I employ small Asian men to slap me before PR attempts. And that's just in the gym.


----------



## ken Sass (Mar 21, 2018)

i would say i am more of a calm lifter. no ammonia, just focused, i do like the music cranked


----------



## PillarofBalance (Mar 21, 2018)

I liked ammonia or a slap just to knock the anxiety out of me so I can focus on my own cues and movement. I would play enya on my headphones and chill between attempts. Not a noisy guy.


----------



## Bro Bundy (Mar 21, 2018)

ive had many competitions in my life none have to do with lifting..but comps are comps..Im ready to kill yet i stay calm..Im thinking about everything that i ever hated or wanted but couldnt get..Im thinking about ex girlfriends that played me out..Im thinking about kids that fukked with me when i was a kid..Im looking to destroy and cripple..I play to win


----------



## Jin (Mar 21, 2018)

Bundy needs a hug.


----------



## DocDePanda187123 (Mar 21, 2018)

I’m a calm lifter at a meet but then again, I utilize a lot of THC before a meet....


----------



## Battletoad (Mar 21, 2018)

PillarofBalance said:


> I liked ammonia or a slap just to knock the anxiety out of me so I can focus on my own cues and movement. I would play enya on my headphones and chill between attempts. Not a noisy guy.

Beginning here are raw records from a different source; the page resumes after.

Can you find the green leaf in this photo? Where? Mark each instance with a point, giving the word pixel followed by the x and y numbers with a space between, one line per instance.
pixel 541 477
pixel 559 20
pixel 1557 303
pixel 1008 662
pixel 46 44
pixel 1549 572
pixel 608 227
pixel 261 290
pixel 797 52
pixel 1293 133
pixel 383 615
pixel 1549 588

That's about my level of pre-lift hype. A slap on the back and a big whiff of ammonia before approaching the bar. Usually only on 2nd and 3rd attempt squats and DL.


----------



## kittensandkilos (Mar 22, 2018)

I typically get more fired up as the meet goes on. Could be the halo building up or it could just be my way of dealing with the fatigue of the meet. I am very calm in training so I try to maintain something similar for the meet.


----------



## vegasdeadlifts (Apr 6, 2018)

Try to remain as calm as possible in between lifts and save my aggressive energy for the middle/end of the meet where it is really needed. Learned my lesson after trying to get to amped for squats and losing way too much energy to do well on the last two lifts.


----------



## Poulbran (Apr 7, 2018)

Bro Bundy said:


> ive had many competitions in my life none have to do with lifting..but comps are comps..Im ready to kill yet i stay calm..Im thinking about everything that i ever hated or wanted but couldnt get..Im thinking about ex girlfriends that played me out..Im thinking about kids that fukked with me when i was a kid..Im looking to destroy and cripple..I play to win



Thanks for the mental win!


----------